Bikaverin is a red polyketide pigment made by several fungi, most of them species of Fusarium. It is a tetracyclic benzoxanthone and was first characterised in 1971 from Gibberella fujikuroi, the fungus better known as the industrial source of gibberellins. Bikaverin kills some protozoa and oomycetes, is toxic to a range of tumour cell lines, and has been studied as a natural colourant. Its six-gene biosynthetic cluster is one of the better-understood fungal polyketide pathways.

== History ==
A red antibiotic named bikaverin was reported in 1970 by Balan and co-workers, who isolated it from Gibberella fujikuroi and found it active against Leishmania braziliensis. Its structure was settled the following year in three back-to-back papers in the Journal of the Chemical Society: John Cornforth's group at Shell described it as a "fungal vacuolation factor", a substance that made hyphae of other fungi form large vacuoles; de Boer and colleagues determined the crystal structure of its chloroform solvate; and Kjær, Bu'Lock and co-workers described bikaverin together with its demethyl analogue norbikaverin. In 1973 a pigment called lycopersin, isolated earlier from Fusarium oxysporum, was shown to be the same compound.

== Structure and properties ==
Bikaverin has the formula C_{20}H_{14}O_{8} and a linear four-ring benzo[b]xanthene skeleton bearing two hydroxyl groups, two methoxy groups, a methyl group and three carbonyls. The molecule is a tautomeric hydroxyquinone, and databases list it under two equivalent names, the 6,11-dihydroxy-7,10,12-trione and the 7,10-dihydroxy-6,11,12-trione. Bikaverin is red in the fungal mycelium and in solution; heating biomass that contains it turns the material blue by a mechanism that has not been explained.

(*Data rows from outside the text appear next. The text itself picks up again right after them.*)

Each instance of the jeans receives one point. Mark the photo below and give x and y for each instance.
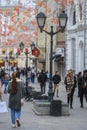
(15, 114)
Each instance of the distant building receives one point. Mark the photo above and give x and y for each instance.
(76, 36)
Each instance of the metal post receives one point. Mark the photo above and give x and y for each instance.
(50, 92)
(26, 69)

== Occurrence and biosynthesis ==
Bikaverin has been isolated from Fusarium fujikuroi, F. oxysporum, F. verticillioides and other Fusarium species, and from the unrelated fungus Mycogone jaapii. Rare strains of the grey mould Botrytis cinerea carry a complete, functional bikaverin gene cluster that they acquired from Fusarium by horizontal gene transfer. In maize, bikaverin accumulates in kernels rotted by F. verticillioides and has been proposed as a chemical marker of ear rot.

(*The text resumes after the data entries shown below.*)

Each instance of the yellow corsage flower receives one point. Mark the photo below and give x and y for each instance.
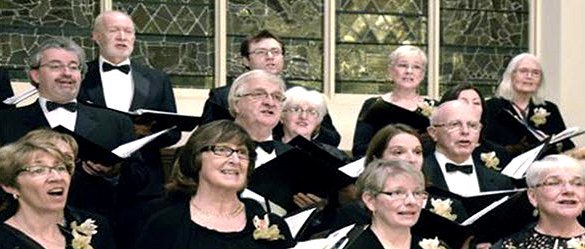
(431, 244)
(426, 108)
(443, 208)
(490, 160)
(82, 234)
(264, 230)
(576, 243)
(539, 116)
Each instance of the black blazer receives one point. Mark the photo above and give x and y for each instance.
(488, 180)
(105, 128)
(216, 107)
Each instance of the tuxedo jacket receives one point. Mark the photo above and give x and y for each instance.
(103, 127)
(216, 107)
(502, 129)
(152, 90)
(488, 180)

The pigment is a product of a non-reducing polyketide synthase. The synthase gene, first identified as pks4 in F. fujikuroi in 2002, lies in a cluster of six genes, bik1 to bik6, that encode the synthase, an oxidase, a methyltransferase, a transporter, a transcription factor and a regulatory protein. Bikaverin production is switched on by nitrogen starvation and acidic pH and repressed by ammonium. Later work identified the pathway intermediates, including a previously unknown metabolite, oxo-pre-bikaverin. In 2020 the whole pathway was rebuilt in baker's yeast, Saccharomyces cerevisiae, reaching about 200 mg per litre in shake flasks.

== Biological activity ==
Bikaverin's earliest reported property was antiprotozoal activity against Leishmania. In the 1970s it was shown to uncouple oxidative phosphorylation in tumour cells and isolated rat-liver mitochondria and to be strongly haemolytic, and to interfere with purine nucleotide metabolism in Ehrlich ascites tumour cells. It is cytotoxic to a range of cancer cell lines, and in 2019 it was identified as an inhibitor of the human protein kinase CK2 with an IC_{50} of about 1.2 μM. Other reported effects include protection of cultured neurons against oxidative damage and activity against multidrug-resistant bacteria.

Against plant pathogens, bikaverin and fusaric acid from F. oxysporum inhibit the late-blight oomycete Phytophthora infestans, and bikaverin reduced tomato late blight by about 70 per cent in a greenhouse test. In the banana wilt pathogen F. oxysporum f. sp. cubense tropical race 4, bikaverin suppresses beneficial Bacillus bacteria in the root zone and so helps the fungus establish itself; a bikaverin-resistant Bacillus strain has been proposed as a biocontrol agent.

== Synthesis ==
The first total synthesis was reported by Derek Barton's group in 1975. Kato and co-workers published a second route in 1977, built around the rearrangement of an ortho-quinone to a para-quinone, and further syntheses followed from Hauser (1988), Bekaert (1992) and Anufriev (2018).